Per Section 49.04 of the Texas Penal Code Annotated, a driver may be charged with driving while intoxicated if the motorists do not have the normal use of their physical or mental faculties by reason of impairment arising from marijuana use. Therefore, while no Texas statute indicates a permitted level of marijuana or its metabolites, motorists may be charged with DWI if they appear impaired while operating a vehicle. Since THC metabolites from low-THC cannabis use can remain in the body several hours after use, consuming marijuana may indirectly restrict the driving periods of low-THC cannabis prescription holders.

If you have been charged with a DWI in Texas, you face being penalized with fines, loss of license, and mandatory minimum jail time. Jail sentences and fines increase with each subsequent conviction, with maximum penalties reaching $10,000 in fines, 10 years prison sentences, and loss of license for 2 years.

Also, with commercial driver licenses operated pursuant to federal law, individuals with low-THC cannabis prescriptions may not be able to obtain CDL. Individuals who have CDLs who fail drug tests may also be terminated.

Annual Renewal

Once the individual named on a prescription has completed the dosage prescribed on the prescription, a renewal for the prescription will be required unless there is no need to continue treatment using low-THC cannabis. The period required for renewal varies from one patient to the other. Although Texas allows the renewal to be completed via telehealth services, it is still an inconvenience to have to renew the prescription periodically. Also, while no fees are required for renewal by the Texas Department of Public Safety, the physician may charge a consultation fee to issue a new prescription. Depending on the Texas location and other factors, the consultation fee may be as high as $300.

Employment Restrictions

The Texas Compassionate Use Act contains no specific workplace protections for qualifying patients or persons with valid low-THC cannabis prescriptions. Hence, employers may refuse to hire prescription holders or punish or terminate employees who test positive for THC or marijuana. Until Texas passes a bill to protect low-THC cannabis prescription holders, having a prescription may put medical marijuana users at risk in their workplaces.

Federal Prohibitions

Federal law considers marijuana an illegal substance in all its forms and uses. So, even though low-THC cannabis products only contain no more than 1% THC, Texas medical marijuana prescription holders are still considered federal law violators.
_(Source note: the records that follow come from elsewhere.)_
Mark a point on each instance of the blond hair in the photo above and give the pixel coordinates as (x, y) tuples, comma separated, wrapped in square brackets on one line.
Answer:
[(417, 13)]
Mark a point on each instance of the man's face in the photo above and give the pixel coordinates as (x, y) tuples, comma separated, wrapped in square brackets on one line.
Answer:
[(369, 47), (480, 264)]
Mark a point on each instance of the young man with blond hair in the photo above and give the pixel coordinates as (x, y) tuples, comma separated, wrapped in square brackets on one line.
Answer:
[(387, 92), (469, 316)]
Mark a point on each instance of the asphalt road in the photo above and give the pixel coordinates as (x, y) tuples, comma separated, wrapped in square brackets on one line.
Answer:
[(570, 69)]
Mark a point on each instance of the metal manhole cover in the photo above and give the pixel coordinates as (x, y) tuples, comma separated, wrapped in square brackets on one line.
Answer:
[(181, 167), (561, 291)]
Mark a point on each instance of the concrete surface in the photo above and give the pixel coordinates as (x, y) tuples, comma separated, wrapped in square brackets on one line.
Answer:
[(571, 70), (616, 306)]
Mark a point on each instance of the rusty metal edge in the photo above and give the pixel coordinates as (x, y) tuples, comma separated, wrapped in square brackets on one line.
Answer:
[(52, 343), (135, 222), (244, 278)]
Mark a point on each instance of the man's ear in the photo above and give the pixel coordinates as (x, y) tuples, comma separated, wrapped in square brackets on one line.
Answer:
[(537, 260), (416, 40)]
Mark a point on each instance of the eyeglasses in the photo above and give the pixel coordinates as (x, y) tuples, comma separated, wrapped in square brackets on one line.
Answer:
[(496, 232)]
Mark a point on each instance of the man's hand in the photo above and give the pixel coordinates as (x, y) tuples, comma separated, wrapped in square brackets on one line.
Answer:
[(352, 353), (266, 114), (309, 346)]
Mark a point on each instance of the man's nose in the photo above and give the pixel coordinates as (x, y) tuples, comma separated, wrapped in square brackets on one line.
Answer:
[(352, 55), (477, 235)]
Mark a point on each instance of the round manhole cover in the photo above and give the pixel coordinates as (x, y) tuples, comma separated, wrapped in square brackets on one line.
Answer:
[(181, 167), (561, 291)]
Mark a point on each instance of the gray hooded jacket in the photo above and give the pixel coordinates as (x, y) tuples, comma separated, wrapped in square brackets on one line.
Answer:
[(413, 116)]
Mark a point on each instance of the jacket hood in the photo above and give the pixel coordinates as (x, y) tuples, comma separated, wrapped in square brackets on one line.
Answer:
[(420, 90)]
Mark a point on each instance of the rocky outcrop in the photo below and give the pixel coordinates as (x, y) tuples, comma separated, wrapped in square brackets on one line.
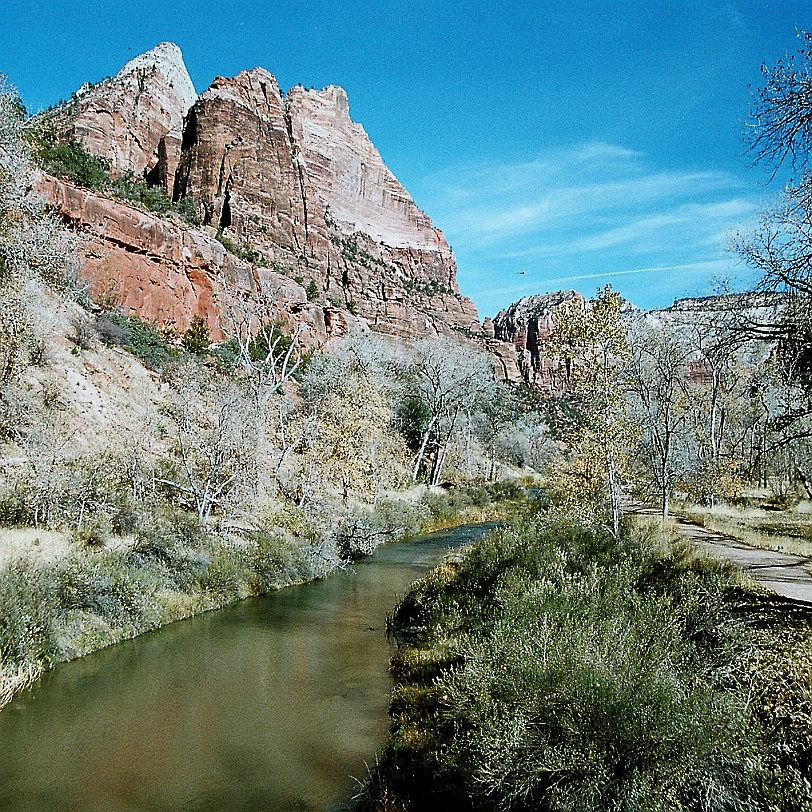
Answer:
[(124, 118), (166, 273), (351, 179), (293, 184), (525, 325)]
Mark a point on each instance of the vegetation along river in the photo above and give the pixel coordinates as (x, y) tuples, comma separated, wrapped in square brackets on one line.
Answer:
[(272, 703)]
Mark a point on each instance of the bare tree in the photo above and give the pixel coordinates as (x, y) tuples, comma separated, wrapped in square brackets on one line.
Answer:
[(660, 403), (445, 380)]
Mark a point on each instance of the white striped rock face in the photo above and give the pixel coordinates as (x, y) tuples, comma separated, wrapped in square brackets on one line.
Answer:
[(350, 176), (293, 179)]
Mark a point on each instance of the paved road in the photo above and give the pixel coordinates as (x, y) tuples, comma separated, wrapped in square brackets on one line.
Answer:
[(787, 575)]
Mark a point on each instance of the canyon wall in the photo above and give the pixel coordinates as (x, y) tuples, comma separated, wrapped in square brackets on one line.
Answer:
[(290, 189)]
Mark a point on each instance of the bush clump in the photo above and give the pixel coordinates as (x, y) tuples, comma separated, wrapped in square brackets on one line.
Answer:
[(138, 337), (557, 667)]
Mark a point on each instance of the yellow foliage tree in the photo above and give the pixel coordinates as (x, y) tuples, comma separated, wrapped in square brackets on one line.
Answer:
[(589, 341)]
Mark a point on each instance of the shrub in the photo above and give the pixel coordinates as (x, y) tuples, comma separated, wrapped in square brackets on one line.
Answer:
[(70, 160), (196, 338), (557, 667), (312, 291), (138, 337)]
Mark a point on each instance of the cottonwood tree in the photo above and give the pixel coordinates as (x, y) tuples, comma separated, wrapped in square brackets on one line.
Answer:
[(215, 444), (780, 247), (446, 383), (660, 403), (346, 445), (266, 353), (590, 338)]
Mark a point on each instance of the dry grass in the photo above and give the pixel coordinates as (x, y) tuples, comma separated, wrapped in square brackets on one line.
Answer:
[(28, 542), (786, 531)]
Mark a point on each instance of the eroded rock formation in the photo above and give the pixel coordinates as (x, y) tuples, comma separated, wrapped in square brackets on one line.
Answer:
[(124, 118), (166, 272), (524, 326), (292, 184)]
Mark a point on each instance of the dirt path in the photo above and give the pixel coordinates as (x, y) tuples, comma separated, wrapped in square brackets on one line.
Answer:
[(786, 575)]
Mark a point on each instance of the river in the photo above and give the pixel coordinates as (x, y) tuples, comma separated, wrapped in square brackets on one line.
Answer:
[(275, 703)]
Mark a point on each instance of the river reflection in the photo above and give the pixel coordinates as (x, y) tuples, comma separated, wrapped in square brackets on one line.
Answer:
[(274, 703)]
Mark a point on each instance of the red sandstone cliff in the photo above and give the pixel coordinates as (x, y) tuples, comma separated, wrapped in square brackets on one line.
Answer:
[(294, 179)]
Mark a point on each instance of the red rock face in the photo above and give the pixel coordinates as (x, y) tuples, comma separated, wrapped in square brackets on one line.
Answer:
[(296, 181), (166, 273), (124, 118), (523, 327)]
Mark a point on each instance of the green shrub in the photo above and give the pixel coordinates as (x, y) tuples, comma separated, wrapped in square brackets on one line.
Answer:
[(557, 667), (15, 509), (196, 338), (312, 291), (243, 251), (138, 337), (72, 161)]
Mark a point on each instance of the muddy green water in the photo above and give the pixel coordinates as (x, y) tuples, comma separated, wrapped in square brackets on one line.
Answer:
[(275, 703)]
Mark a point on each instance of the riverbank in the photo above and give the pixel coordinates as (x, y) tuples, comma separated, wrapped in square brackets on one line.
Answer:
[(57, 608), (555, 667)]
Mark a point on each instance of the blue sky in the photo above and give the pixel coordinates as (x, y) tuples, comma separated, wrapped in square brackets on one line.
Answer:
[(556, 144)]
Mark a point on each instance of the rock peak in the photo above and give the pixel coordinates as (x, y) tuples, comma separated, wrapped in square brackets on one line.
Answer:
[(124, 119), (165, 58)]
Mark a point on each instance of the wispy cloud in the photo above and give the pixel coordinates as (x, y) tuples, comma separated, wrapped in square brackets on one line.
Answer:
[(587, 212)]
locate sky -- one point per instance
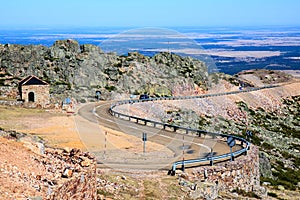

Consequently, if you have a low-THC cannabis prescription in Texas, you cannot successfully apply for federal employment. If you already are a federal employee, you risk losing your job if you fail a drug test for THC despite being legally prescribed marijuana under the Texas Compassionate Use Program.

Besides forfeiting federal employment, individuals with Texas medical marijuana prescriptions also risk losing their tenancy in federally assisted housing due to their status as marijuana users. Federally assisted housing is governed by federal law, which accepts no therapeutic value for marijuana. Therefore, all marijuana operations, including possession, sale, transfer, consumption, and cultivation, are illegal in federally assisted housing in Texas.